Acho que não fui assim tão vingativo, talvez honesto demais, de tal maneira que aquilo nunca é a preto e branco. É preciso ter noção de que a avaliação por pares não é aquela coisa cor-de-rosa e bonita como as pessoas de fora da ciência pensam. Era importante revelar isso, porque ao fim de uns anos aceita-se e somos amigos outra vez. Não foi estar ali tipo sniper a atirar para os outros, não.
Os cientistas nunca se gramaram muito uns aos outros, principalmente se há sucesso pelo meio?
Os políticos são piores, os futebolistas então nem falemos deles e os jornalistas também, imagino. É uma coisa humana, não é? Creio que isso é muito humano, mas eu não levo isso muito a sério e essa é a parte boa da coisa nesse livro. É que pode-se ter essa ideia mas no fim há também um certo elemento autodepreciativo que é importante. As pessoas não devem levar essas coisas demasiado a sério, são normais, são naturais e fazem parte da nossa constituição genética, no fundo. Repito, não é uma coisa que se deva levar demasiado a sério.
Penso que esteve de férias na Grécia. Este país também não merece um bom livrinho como o dos Bifes?

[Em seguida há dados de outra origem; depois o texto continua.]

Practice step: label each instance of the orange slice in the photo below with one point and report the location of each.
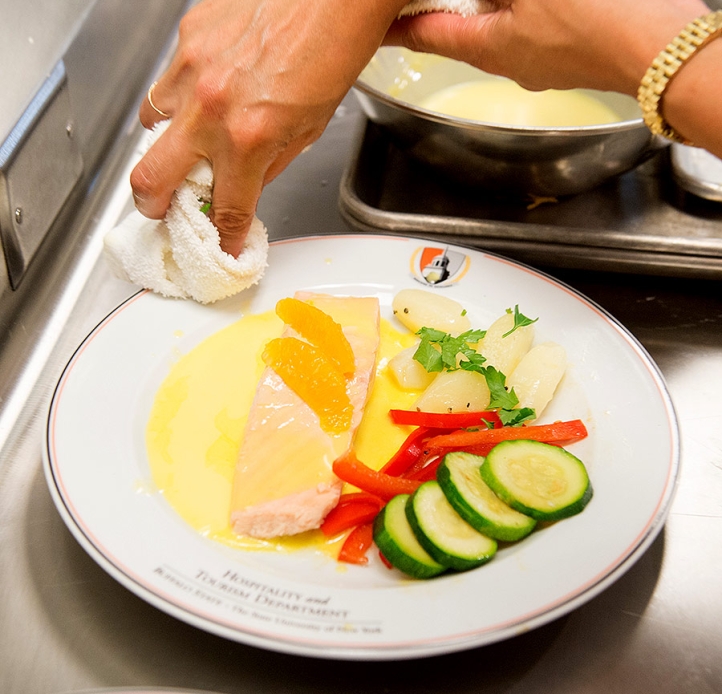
(315, 377)
(319, 329)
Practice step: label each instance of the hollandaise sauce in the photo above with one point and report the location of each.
(506, 103)
(196, 425)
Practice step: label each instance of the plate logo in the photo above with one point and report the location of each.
(436, 266)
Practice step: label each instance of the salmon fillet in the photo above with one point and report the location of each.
(284, 483)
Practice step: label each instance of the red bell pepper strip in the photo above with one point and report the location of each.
(428, 472)
(352, 509)
(409, 452)
(357, 544)
(559, 433)
(445, 420)
(351, 470)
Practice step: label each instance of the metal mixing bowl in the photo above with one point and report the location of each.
(539, 161)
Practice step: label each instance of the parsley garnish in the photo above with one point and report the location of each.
(439, 351)
(520, 320)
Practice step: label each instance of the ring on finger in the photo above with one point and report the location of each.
(152, 105)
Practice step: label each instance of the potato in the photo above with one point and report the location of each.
(455, 391)
(409, 374)
(505, 353)
(538, 374)
(417, 309)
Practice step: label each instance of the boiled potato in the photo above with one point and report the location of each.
(536, 377)
(455, 391)
(416, 309)
(505, 353)
(409, 374)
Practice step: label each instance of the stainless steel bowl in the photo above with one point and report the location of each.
(537, 161)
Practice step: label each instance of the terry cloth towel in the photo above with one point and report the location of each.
(465, 8)
(180, 256)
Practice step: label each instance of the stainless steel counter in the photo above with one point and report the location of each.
(66, 625)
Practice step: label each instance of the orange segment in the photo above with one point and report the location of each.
(319, 329)
(314, 377)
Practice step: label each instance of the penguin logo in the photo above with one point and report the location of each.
(438, 266)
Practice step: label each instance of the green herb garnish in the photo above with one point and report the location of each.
(439, 351)
(520, 320)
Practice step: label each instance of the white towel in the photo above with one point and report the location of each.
(181, 256)
(465, 8)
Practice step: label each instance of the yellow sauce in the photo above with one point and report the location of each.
(506, 103)
(196, 426)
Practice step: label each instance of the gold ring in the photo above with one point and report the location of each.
(152, 105)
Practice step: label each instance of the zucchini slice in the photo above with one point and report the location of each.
(396, 541)
(543, 481)
(460, 479)
(443, 533)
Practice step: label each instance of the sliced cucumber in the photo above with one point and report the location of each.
(443, 533)
(396, 541)
(460, 479)
(537, 479)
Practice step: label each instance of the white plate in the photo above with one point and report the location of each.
(96, 468)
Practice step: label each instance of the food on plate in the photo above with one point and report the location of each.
(537, 375)
(461, 482)
(300, 421)
(416, 309)
(331, 446)
(443, 533)
(542, 481)
(398, 543)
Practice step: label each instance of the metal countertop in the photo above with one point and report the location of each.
(66, 625)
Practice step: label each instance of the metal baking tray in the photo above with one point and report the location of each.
(641, 222)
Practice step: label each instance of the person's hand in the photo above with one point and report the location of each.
(555, 44)
(252, 83)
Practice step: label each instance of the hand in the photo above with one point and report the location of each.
(251, 84)
(555, 44)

Curiosamente, 80% de os Bifes foram escritos na Grécia, de uma assentada numas férias há muito tempo. Acho que todas os países e pessoas merecem um livrinho desses! Passo quatro meses do ano em Itália e tenho a noção clara de que ali existe muito material também. No entanto, a razão pela qual escrevi os Bifes foi por causa do complexo de inferioridade dos povos latinos em relação aos do Norte, pretendia inverter a situação... Coitados, já estão com tantos problemas.
A Grécia, então, não justifica um livro?
Justifica, mas é um disparate estar a bater no ceguinho. Obviamente que a qualquer lado onde se vá encontramos material para escrever uma coisa demolidora, a questão é se valerá a pena fazê-lo? Nos Bifes, era uma carta de amor e ódio à Inglaterra.

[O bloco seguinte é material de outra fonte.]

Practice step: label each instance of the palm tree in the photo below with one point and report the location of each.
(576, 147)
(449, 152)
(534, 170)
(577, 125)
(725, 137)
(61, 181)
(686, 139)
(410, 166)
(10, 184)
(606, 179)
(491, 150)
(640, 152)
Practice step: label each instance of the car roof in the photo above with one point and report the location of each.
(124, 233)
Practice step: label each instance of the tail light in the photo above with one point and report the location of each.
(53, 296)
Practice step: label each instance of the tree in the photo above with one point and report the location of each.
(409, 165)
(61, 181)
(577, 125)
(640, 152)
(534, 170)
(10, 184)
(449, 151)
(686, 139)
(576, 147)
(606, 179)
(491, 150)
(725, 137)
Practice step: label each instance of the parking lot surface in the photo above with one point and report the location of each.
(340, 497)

Onde existia também alguma violência conjugal.
Sim, mas já celebrei as bodas de prata dessa reunião! Às vezes aquilo é demais na Inglaterra e a pessoa chateia-se, mas não queria estar em mais lado nenhum. Tenho uma noção muito clara de que a minha carreira científica está completamente ligada à comunidade científica inglesa e deriva dela.
Foi dos 48% que ficaram chocados com o referendo à União Europeia, com o brexit?
Fiquei um bocado admirado, mas o resultado foi tão próximo que podia cair para um lado ou para o outro. Acho estranho que tenha havido pessoas de um lado e do outro por razões muito diferentes. Pessoas de esquerda de um lado e do outro, pessoas com argumentos razoáveis de um lado e do outro, e pessoas com argumentos completamente estúpidos de um lado e do outro. Digamos que o que aconteceu foi muito simplista. Agora, seja o que Deus quiser.
Se tivesse escrito os Bifes depois do brexit manteria tudo igual?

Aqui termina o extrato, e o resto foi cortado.